Posted: Wed May 06, 2009 3:24 pm
by lavapockets
I would play with your punctuation a little to give the second stanza more flow. When you read/write poetry, periods represent a full stop. Keep that in mind and use them to guide your reader not hinder them (i.e. balance out those choppy sentences.) As far as I'm concerned, this has quite a bit of potential. I think with some more evocative word choices, especially in these sentences, a little repetition, and some polishing this could be really good :) Repetition in the sense that some common description or theme ties the whole thing together, not just a word or sentence that you repeat. Good luck!!

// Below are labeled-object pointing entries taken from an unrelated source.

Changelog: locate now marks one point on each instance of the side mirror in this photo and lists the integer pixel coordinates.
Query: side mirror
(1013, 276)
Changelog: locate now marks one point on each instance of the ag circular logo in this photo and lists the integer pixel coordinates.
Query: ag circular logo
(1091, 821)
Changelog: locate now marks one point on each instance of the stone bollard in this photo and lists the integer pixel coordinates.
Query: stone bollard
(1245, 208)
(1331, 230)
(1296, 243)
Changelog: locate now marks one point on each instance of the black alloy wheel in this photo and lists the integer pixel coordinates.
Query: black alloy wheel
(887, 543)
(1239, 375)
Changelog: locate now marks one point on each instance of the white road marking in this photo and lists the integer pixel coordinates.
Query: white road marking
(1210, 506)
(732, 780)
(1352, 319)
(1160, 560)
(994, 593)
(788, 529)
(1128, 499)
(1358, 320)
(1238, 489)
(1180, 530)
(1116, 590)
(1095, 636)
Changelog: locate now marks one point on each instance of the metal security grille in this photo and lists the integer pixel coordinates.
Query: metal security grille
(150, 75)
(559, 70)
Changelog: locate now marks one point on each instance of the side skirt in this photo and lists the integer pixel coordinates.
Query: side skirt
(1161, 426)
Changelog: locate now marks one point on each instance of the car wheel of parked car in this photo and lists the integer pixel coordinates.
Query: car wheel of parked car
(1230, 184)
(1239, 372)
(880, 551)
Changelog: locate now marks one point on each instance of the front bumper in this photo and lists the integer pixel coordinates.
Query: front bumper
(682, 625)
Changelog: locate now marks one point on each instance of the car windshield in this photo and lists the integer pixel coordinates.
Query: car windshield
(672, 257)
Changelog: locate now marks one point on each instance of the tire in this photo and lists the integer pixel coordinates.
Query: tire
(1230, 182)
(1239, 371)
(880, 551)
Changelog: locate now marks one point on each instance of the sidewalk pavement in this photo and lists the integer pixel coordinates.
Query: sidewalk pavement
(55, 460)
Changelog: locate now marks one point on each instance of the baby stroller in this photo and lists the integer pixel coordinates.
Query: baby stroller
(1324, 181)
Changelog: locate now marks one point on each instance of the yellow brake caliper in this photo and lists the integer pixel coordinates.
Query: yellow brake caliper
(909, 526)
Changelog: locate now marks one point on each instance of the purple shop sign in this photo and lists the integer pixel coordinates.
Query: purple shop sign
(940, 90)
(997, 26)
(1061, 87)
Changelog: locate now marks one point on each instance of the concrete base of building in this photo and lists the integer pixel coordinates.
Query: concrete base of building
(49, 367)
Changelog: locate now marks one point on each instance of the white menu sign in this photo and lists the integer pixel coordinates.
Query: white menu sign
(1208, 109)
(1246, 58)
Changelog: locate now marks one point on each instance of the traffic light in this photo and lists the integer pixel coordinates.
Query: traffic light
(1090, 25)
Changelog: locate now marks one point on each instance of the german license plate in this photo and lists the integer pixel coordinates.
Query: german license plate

"But we all agreed that to remember we must first collect."
"However the students held their clenched fists"
"They sat there converting molar mass to grams"

Re: A Poem

Posted: Thu May 07, 2009 12:19 am
by .Banshee
evilpeta wrote:doesn't seem like a correct poem structure, or a poem at all. sorry lol


Poems don't have a structure to follow. It's called poetic license. But this is more songlike.

Re: A Poem

Posted: Thu May 07, 2009 12:34 am
by ThatBluePerson
Well i turned it in like that lol. thanks though

Re: A Poem

Posted: Thu May 07, 2009 11:09 am
by inky
Tsume wrote:I'm no expert, but it doesn't seem very poem-like, if you know what I mean =\


Lol it doesn't have to look like Haiku for it to be a poem. You would know this if you've ever read ee cummings or Allen Ginsberg. For one, it's a lot better than most of the angst-ridden "poems"/bitching written by myspace-dwellers these days. I liked the poem - very...empowering. Not the best but it's good enough to keep me reading.

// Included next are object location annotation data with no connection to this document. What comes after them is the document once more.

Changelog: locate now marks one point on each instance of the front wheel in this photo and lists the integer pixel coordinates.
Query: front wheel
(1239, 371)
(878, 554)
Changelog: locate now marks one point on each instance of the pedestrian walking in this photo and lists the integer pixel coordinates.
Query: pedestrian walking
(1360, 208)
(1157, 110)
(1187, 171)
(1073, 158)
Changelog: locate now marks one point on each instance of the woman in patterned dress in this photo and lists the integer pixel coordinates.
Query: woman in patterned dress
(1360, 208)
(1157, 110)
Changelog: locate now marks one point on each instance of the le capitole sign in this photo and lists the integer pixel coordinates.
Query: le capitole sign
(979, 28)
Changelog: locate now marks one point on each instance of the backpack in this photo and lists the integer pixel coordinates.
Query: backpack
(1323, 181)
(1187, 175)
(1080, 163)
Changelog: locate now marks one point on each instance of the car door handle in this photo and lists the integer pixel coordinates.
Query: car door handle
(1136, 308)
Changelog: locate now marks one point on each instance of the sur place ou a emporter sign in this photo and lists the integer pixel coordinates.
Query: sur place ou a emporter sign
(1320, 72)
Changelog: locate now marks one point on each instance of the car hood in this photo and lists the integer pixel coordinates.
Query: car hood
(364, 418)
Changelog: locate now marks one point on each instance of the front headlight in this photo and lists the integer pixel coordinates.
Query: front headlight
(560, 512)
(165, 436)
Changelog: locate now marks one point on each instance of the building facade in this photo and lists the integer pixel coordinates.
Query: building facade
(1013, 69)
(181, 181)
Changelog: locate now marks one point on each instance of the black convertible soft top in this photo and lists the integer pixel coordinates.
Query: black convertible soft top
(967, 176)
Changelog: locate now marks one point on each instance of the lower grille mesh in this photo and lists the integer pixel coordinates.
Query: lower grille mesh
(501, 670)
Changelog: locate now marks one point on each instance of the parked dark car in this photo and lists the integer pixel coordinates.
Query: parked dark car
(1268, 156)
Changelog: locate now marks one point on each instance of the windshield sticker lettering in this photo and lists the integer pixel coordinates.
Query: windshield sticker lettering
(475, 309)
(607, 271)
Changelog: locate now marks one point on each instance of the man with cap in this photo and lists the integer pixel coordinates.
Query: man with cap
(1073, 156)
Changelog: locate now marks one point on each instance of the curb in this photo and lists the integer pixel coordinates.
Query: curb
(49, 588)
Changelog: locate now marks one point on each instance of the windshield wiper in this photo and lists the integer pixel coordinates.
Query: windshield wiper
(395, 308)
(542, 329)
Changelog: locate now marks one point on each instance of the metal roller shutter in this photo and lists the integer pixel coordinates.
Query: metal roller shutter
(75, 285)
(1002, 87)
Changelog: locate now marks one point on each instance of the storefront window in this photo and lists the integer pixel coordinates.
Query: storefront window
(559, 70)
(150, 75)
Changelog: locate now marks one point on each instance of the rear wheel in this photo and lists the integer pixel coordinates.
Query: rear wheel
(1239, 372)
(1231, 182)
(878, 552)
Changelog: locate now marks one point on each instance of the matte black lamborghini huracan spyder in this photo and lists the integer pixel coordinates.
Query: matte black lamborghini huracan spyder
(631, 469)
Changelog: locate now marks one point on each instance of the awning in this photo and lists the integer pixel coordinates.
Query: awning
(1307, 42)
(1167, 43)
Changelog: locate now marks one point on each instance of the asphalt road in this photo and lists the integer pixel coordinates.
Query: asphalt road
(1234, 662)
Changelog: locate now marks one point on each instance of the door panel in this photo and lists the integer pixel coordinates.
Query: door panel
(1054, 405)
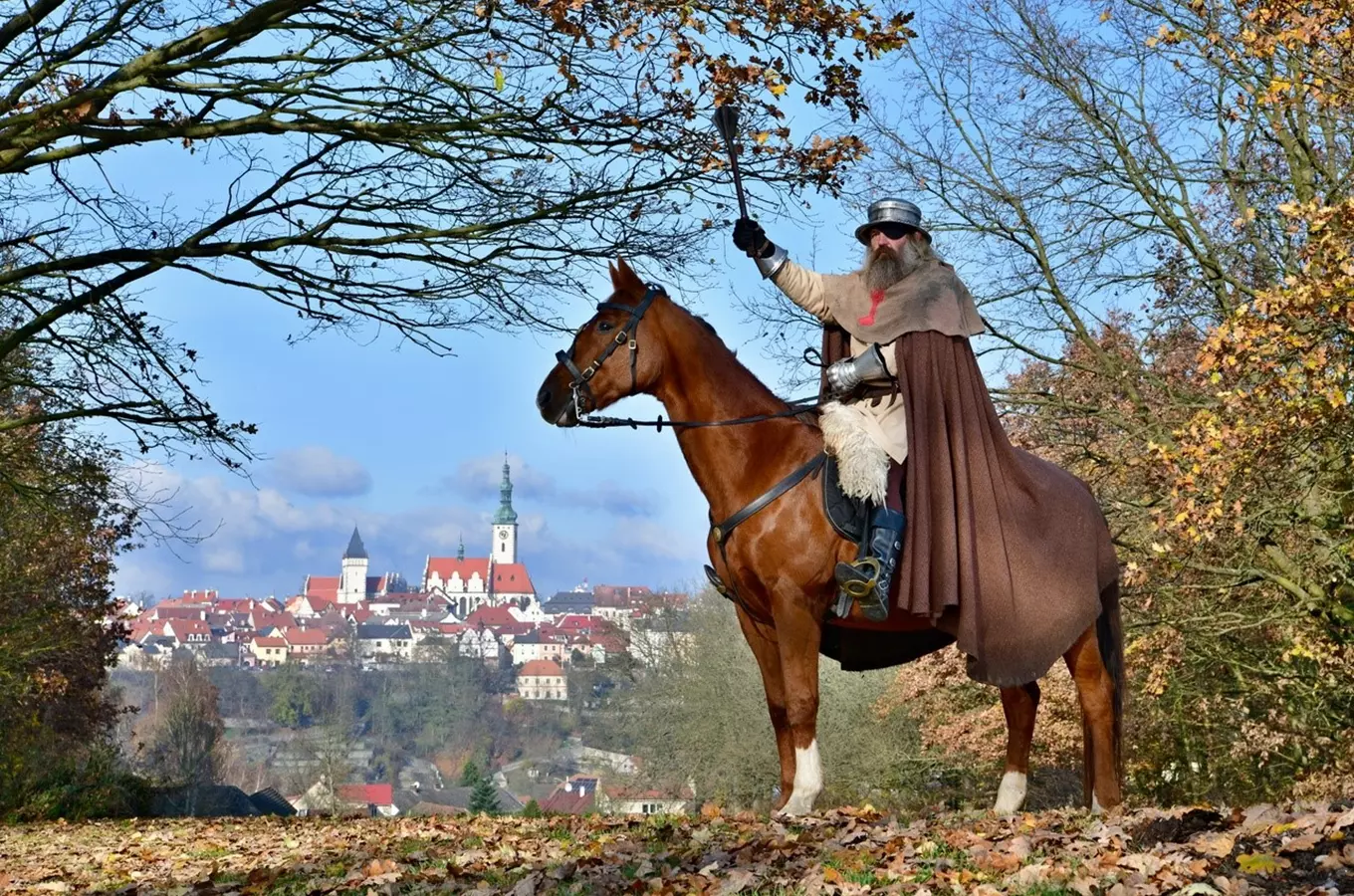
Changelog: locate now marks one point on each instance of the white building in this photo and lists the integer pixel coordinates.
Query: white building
(542, 680)
(497, 579)
(352, 584)
(384, 643)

Here's one of my "doesn't-seem-very-poem-like" poems - it was Emulated from Ginsberg's "Howl"

Spoiler!


It was my final HS poem. We were instructed to write a poem all in 1 shot, no editing, under 20 minutes.

Re: A Poem

Posted: Tue Nov 03, 2009 3:44 am
by inky
Spoiler!



Lol. I was cleaning up my old, old e-mail and I came across this one...
Just thought I'd share.

Howl.com

(with apologies to Allen Ginsberg)
By Thomas Scoville

March 22, 2000

I saw the best minds of my occupation destroyed by venture capital, burned-out, paranoid, postal,

dragging themselves through the Cappuccino streets of Palo Alto at Dawn looking for an equity-sharing, stock option fix,

HTML-headed Web-sters coding for the infinite broadband connection to that undiscovered e-commerce mother lode in the airy reaches of IP namespace,

who poverty and ripped Yahoo tee shirts, cubicle-eyed and wired on Starbucks sat up surfing in the virtual ether of one-million-dollar, one-bathroom condos next to the railroad tracks, skipping across the links of killer Web sites contemplating ... Java,

who rammed their brains into compilers and saw Intel angels staggering on microchips under the insane weight of investor expectation,

who blew off the search for Truth for as-yet-undreamed New Economy scams, business models hallucinating infocapitalist messiahs on clouds of market cap,

who abandoned lucid dreams of a Better Way for Shockwave fluff and RealAudio baubles dangling from the buggy venality of digital commerce,

who, while haunted by the scowling ghosts of hackers past - Stallman, Nelson, Engelbart - auctioned their immortal souls on eBay, with documentation and a full year of support included, of course,

who got busted in their spotless Nike cross-trainers traveling through cyberspace with a file of illegal crypto for Open Source,

who ate sushi in Austin or drank microbrews in Silicon Alley, jousting with bad mojo funk of layoffs, Chapter 11, or diluted company stock night after night,

who chained themselves to start-ups for the endless ride from San Jose to Wall Street on adrenaline and Evian, laptop batteries flaming out over Oklahoma, no more vegetarian entrees, sir, would you like the latex omelet instead?